Decolonizing Community Engagement in the ‘Era of Reconciliation’ Part 2: What is Decolonization?
Vlog with Dr. Derek Kornelsen
In November 2017, we posted Decolonizing Community Engagement, a guest blog where Derek broke down the meaning behind the ‘buzzwords’ decolonization and community engagement in the context of settler colonialism. That was our most-read piece in 2017. In this 2-part series, Derek takes us from print to video, to talk about settler colonialism and how this has impacted Indigenous nationhood.
Missed Part 1 of the Video series? Find it here.
Watch the video on YouTube (transcript below):
Transcript edited for clarity
[Start of recorded material]
Decolonization needs to be understood, I think, in 2 key ways — one is the institutional decolonization, and the relational decolonization. So we have colonial institutions that are thoroughly Western, and Indigenous peoples in Canada need to access these institutions. So decolonizing these institutions is about bringing in Indigenous perspectives and learning from them so that our institutions don’t continue to marginalize and do damage to Indigenous communities.

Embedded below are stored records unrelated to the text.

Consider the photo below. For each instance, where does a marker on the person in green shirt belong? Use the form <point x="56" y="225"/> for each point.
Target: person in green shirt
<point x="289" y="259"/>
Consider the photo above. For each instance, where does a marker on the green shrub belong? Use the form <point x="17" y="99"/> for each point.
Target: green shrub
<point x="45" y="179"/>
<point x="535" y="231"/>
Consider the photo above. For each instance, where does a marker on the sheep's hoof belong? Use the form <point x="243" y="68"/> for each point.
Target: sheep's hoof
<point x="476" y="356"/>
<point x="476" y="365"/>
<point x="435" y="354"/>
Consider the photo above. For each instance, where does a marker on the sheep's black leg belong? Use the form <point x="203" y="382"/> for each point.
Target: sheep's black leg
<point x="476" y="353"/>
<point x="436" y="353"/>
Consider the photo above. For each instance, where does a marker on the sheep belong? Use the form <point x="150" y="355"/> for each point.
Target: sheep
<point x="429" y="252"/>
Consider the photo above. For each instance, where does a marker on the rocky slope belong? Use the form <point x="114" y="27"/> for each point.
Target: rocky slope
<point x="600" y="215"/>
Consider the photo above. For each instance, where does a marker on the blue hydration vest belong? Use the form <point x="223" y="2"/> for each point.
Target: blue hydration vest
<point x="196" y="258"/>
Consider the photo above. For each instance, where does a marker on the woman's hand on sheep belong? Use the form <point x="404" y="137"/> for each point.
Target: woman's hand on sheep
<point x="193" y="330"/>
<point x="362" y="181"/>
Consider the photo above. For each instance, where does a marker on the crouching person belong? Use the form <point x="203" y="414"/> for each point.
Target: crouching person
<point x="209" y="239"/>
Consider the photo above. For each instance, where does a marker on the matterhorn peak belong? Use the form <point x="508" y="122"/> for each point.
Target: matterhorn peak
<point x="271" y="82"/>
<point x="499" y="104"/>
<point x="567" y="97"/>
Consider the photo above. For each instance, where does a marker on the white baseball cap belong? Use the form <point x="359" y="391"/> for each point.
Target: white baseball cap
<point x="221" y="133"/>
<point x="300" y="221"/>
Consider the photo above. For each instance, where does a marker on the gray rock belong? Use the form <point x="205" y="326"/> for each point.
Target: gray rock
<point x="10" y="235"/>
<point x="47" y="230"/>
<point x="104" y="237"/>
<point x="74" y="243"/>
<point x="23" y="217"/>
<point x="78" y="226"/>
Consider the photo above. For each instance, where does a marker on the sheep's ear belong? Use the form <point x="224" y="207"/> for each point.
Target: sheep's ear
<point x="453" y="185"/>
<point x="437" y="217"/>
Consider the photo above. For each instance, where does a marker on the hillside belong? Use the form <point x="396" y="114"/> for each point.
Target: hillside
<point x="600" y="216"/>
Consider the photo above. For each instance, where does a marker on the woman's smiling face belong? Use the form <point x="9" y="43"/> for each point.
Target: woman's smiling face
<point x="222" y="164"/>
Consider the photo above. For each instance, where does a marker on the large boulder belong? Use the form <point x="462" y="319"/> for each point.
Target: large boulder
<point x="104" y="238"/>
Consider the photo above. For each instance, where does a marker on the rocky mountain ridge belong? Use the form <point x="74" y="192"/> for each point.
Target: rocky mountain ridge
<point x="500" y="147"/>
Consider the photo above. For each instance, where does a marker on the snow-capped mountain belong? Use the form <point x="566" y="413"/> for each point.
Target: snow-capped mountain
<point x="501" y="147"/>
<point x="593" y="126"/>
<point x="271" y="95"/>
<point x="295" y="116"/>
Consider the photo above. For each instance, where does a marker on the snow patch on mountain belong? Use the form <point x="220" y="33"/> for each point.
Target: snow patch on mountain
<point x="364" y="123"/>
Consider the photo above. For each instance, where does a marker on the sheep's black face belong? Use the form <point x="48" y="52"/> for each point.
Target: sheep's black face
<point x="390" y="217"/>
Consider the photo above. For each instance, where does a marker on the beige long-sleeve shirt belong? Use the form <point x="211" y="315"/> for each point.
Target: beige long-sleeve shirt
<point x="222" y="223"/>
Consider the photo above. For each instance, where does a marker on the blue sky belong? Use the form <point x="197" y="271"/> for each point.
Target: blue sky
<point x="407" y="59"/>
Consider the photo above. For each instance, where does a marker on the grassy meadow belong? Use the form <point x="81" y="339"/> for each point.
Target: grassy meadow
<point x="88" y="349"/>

So there’s kind of two aspects to it, I think — one is how do we decolonize institutions? And there’s been a lot of work lately on bringing Indigenous knowledge to bear on things like health practices, education practices, legal practices. We’ve talked about integrating Indigenous knowledge into Canadian constitutions, and those kinds of things. There’s a lot of that kind of work going on, which is the institutional aspect of decolonizing. In a way, it’s kind of tearing down the destructive aspects of Western institutions, and creating space if you will for Indigenous perspectives and practices. And on the other hand, there’s I think a very personal and critical self-reflective part.
For examples of existing decolonization practices in community engagement, there would be at an institutional level and at a relational level — both of those working. Institutionally, we continue to work with funding agencies and ethics agencies to facilitate methods of engagement that actually do prioritize Indigenous methodologies, and I think that’s really key. Our institutions are not very good at relinquishing control of the process, or relinquishing control of the money, even. So this is sort of the dry policy bit, where we actually are working on ways to transfer research money to communities, where the leadership can actually sit with the community, and the ability to decide how money is spent can sit with the community, and I think that’s really important for community engagement.
We need to take into account the rights-based aspect of community engagement. It’s not just a humanitarian idea, it’s not just charitable, and it’s not simply engaging so that we can get more interesting data. I mean, the point is — if you look at the UN declaration on the rights of Indigenous peoples, look at the Truth and Reconciliation Calls to Action, and even Aboriginal and Treaty Rights in Canada’s Constitution — these are fundamental rights that Indigenous people have to control — to take charge of and control the way we do work with them.
Decolonizing community engagement at a relational level I think is all about coming in with that perspective of humility and respect. Humility about our knowledge base, where we’re coming at the problem from, recognizing that.
Charles Taylor is a fantastic political philosopher out of McGill and he has a great — this is more about Indigenous rights in the 90s, but –
[End of recorded material]
About the Author
Dr. Derek Kornelsen is a former Assistant Professor in the Department of Community Health Sciences at the University of Manitoba. His research focuses on examining/contrasting Western and Indigenous philosophies and institutional frameworks, with a particular emphasis on developing a theoretical framework grounded in an understanding of the dynamics and impacts of Settler Colonialism. This theoretical framework enables a sensitivity to 2 key under-researched areas in Indigenous health and wellness research: the impacts of the disruption of Indigenous peoples’ relationships with land and environment; and strategies for decolonizing key institutions that Indigenous peoples must access (health as well as political, legal, educational, economic institutions). Broadly speaking, this theoretical frame contributes to the development of robust Indigenous determinants of health and wellness. He is currently involved in developing a number of local, national, and international research projects and partnerships in areas of environmental health and Indigenous health and wellness.